White Bean and Asparagus Salad
about 6 servings
1/2 pound fresh asparagus, trimmed
7 dried tomatoes
1 garlic clove, minced
1 tablespoon brown sugar
2 tablespoons extra-virgin olive oil
2 tablespoons white wine vinegar
1 tablespoon water
1 teaspoon spicy brown mustard
1/4 teaspoon dried rubbed sage
1/4 teaspoon salt
1/4 teaspoon pepper
1 (19-ounce) can cannellini beans, rinsed and drained
1/4 cup chopped red onion
2 teaspoons drained capers, more if you like
1 (5-ounce) bag gourmet mixed salad greens
1 tablespoon shredded Parmesan cheese
Arrange asparagus and dried tomatoes in a steamer basket over boiling water.

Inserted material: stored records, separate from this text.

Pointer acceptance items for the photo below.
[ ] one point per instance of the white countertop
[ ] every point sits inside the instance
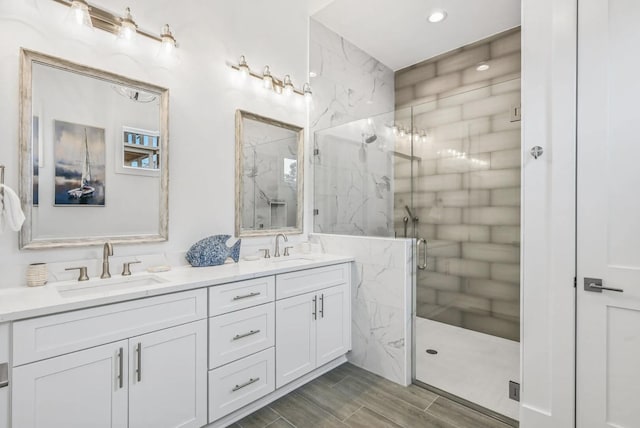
(27, 302)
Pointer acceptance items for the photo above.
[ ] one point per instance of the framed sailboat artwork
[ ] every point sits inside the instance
(79, 154)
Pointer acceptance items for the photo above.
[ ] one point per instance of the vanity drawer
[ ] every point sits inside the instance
(240, 295)
(240, 383)
(241, 333)
(45, 337)
(308, 280)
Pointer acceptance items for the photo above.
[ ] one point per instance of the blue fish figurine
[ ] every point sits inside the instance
(213, 251)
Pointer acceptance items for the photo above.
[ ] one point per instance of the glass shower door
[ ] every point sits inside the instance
(466, 195)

Cover and steam 2 to 4 minutes or until asparagus is crisp-tender. Set tomatoes aside. Plunge asparagus into ice water to stop the cooking process; drain. Cut asparagus into 1-inch pieces, and chill until ready to use. Chop tomatoes.
Whisk together garlic and next 8 ingredients in a medium bowl; add asparagus, tomatoes, beans, onion, and capers toss to coat. Cover and chill 1 hour. Serve asparagus mixture over salad greens; sprinkle with cheese.